Professor of Pathobiology at UCSF
I am an advocate for Access and inclusion, Engagement with the non-academic world (SciComms), and the thought of a faster and more helpful review process. What excites me about the DS/DC endeavor is the thought of continuous assessment of manuscripts with inline comments from the community. And I am most concerned about our efforts being misplaced, on the community wasting time on things that will go nowhere.
T. Grier Miller Professor of Medicine at Perelman School of Medicine, University of Pennsylvania Associate Director, Center for Molecular Studies in Digestive and Liver Diseases , University of Pennsylvania Perelman School of Medicine Co-Director, Gnotobiotics Core Facility , University of Pennsylvania Perelman School of Medicine
I am an advocate for science communication. It’s something I am continuing to work on for myself and I greatly admire those who are good at it. The DSP is an exciting experiment to me and an opportunity to learn a lot about our behavior and motivations during peer review. I am looking forward to seeing how people articulate their comments and critiques in this new platform. I would like to avoid creating a publishing landscape that is only favorable to the “big shots”. We need to make sure that any changes to the existing system will help promote the careers of trainees, early stage investigators, and individuals from an underrepresented background.

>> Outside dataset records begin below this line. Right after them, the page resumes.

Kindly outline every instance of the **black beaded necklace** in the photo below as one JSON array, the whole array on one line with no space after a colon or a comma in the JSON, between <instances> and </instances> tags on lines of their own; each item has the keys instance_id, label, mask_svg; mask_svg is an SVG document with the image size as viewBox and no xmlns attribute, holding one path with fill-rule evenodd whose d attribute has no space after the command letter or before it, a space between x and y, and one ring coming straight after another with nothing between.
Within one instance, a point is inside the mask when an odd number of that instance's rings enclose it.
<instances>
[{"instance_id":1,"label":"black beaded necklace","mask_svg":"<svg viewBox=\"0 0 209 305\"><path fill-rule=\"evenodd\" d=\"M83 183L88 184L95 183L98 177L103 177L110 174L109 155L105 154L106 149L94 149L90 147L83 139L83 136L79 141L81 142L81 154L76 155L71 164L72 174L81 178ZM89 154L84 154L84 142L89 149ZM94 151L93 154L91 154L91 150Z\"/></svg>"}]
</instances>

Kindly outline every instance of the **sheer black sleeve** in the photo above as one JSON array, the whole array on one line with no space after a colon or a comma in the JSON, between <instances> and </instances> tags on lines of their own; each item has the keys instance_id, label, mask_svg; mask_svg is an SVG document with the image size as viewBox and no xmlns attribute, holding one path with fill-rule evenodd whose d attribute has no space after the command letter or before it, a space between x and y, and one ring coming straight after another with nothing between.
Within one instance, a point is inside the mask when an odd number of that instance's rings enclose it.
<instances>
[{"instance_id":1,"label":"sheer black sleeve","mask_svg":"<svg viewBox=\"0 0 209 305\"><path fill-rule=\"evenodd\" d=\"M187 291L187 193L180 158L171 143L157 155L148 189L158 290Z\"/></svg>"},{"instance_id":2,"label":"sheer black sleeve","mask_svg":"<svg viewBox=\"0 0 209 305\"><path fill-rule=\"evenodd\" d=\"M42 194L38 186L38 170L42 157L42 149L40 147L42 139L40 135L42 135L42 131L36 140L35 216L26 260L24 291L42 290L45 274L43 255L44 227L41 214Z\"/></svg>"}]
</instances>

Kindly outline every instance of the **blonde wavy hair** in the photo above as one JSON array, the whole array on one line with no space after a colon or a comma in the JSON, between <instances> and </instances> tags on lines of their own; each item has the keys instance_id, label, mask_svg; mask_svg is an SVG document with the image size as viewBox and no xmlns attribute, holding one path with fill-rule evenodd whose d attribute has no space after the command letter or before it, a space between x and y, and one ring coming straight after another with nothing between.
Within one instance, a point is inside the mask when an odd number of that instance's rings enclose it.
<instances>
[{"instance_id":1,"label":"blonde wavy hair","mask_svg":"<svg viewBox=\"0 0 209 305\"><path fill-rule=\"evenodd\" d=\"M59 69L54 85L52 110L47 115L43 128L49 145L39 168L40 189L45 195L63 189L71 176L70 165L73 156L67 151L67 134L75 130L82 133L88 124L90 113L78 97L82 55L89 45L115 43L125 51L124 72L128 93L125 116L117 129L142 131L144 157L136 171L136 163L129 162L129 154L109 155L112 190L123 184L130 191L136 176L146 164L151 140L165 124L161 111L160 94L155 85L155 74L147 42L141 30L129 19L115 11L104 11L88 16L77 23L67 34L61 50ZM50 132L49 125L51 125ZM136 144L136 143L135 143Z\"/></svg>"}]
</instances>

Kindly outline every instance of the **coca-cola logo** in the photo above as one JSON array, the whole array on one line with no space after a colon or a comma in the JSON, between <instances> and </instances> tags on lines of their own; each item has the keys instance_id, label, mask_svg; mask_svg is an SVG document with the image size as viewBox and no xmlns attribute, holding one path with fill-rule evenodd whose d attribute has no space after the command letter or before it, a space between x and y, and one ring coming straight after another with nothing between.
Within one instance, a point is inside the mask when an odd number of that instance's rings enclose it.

Professor of Immunology, University of Washington
I am excited about setting fair and equitable standards in the review process and scientists reclaiming control of science publishing from for-profit driven  corporate entities. Adoption of this platform must be embraced by a broader scientific community for sustainability. I believe in interdisciplinary approaches to solving scientific problems, promoting equity in science, and engaging the community in science dissemination.
Associate Professor of Immunobiology at Yale School of Medicine
Science has traditionally had a lot of gate keeping by senior academic faculty, so bringing transparency to science is important. But at the same time there must be some curation to help scientists place data in context. There is currently a fire hose of new publications and it is hard to filter through this. I’m excited about a new way of sharing information about important findings in our field. Additionally, Mentorship for junior scientists is critical, especially one where we let people know that career success is achievable. Success is not a finite resource, everyone can be successful.